Bisnis.com, JAKARTA – Harga minyak bergerak di zona hijau pada perdagangan Selasa (1/2/2022), dengan harga minyak mentah Brent menembus US$90 per barel. Goldman Sachs Group Inc. menilai, level harga ini akan memaksa OPEC+ untuk menambah produksinya.
Berdasarkan data Bloomberg, Selasa (1/2/2022) pukul 15.15 WIB, harga minyak West Texas Intermediate (WTI) berada di zona merah, turun 0,13 poin atau 0,15 persen ke US$88,02. Sementara itu, harga minyak Brent bertahan, naik 1,18 poin atau 1,31 persen ke US$91,21 per barel.
Adapun, hasil pada pertemuan OPEC sebelumnya menetapkan, negara anggota akan memproduksi dengan kenaikan 400.000 barel per hari.

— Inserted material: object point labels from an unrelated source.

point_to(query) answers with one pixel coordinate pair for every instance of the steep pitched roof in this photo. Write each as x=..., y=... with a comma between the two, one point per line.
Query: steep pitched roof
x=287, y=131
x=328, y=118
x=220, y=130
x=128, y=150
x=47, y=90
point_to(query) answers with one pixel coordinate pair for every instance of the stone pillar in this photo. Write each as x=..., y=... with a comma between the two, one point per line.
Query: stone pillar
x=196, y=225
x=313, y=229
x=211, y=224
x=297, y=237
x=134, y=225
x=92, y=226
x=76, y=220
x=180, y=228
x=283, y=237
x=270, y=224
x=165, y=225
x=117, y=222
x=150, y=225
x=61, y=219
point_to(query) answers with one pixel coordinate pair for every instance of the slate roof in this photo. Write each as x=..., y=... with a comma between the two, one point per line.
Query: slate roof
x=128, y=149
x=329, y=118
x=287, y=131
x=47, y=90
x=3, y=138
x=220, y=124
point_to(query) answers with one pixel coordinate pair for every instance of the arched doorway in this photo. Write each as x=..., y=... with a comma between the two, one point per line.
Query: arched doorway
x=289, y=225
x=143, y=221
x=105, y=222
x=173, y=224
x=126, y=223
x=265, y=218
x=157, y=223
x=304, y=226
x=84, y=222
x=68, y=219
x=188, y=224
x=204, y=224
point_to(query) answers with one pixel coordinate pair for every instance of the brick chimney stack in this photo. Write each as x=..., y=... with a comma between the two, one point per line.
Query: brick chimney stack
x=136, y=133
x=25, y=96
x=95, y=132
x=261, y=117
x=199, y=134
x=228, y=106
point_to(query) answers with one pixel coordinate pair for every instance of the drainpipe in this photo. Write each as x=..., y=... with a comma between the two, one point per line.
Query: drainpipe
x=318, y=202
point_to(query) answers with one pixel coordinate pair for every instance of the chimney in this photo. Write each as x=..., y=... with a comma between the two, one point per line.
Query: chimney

“Kami melihat ada potensi kemungkinan percepatan kenaikan produksi dari pertemuan tersebut, melihat laju reli harga minyak belakangan ini akan memberikan tekanan bagi negara-negara pengimpor minyak,” ujar sejumlah analis Goldman dalam risetnya, dilansir Bloomberg, Selasa (1/2/2022).
Analis menyebutkan, kelompok produsen tersebut juga tengah mengkhawatirkan sinyal hawkish dari aksi Bank Sentral AS, yang akan membawa pertumbuhan pendapatan dari minyak yang lebih lambat pada tahun ini dibandingkan dengan pada tahun lalu.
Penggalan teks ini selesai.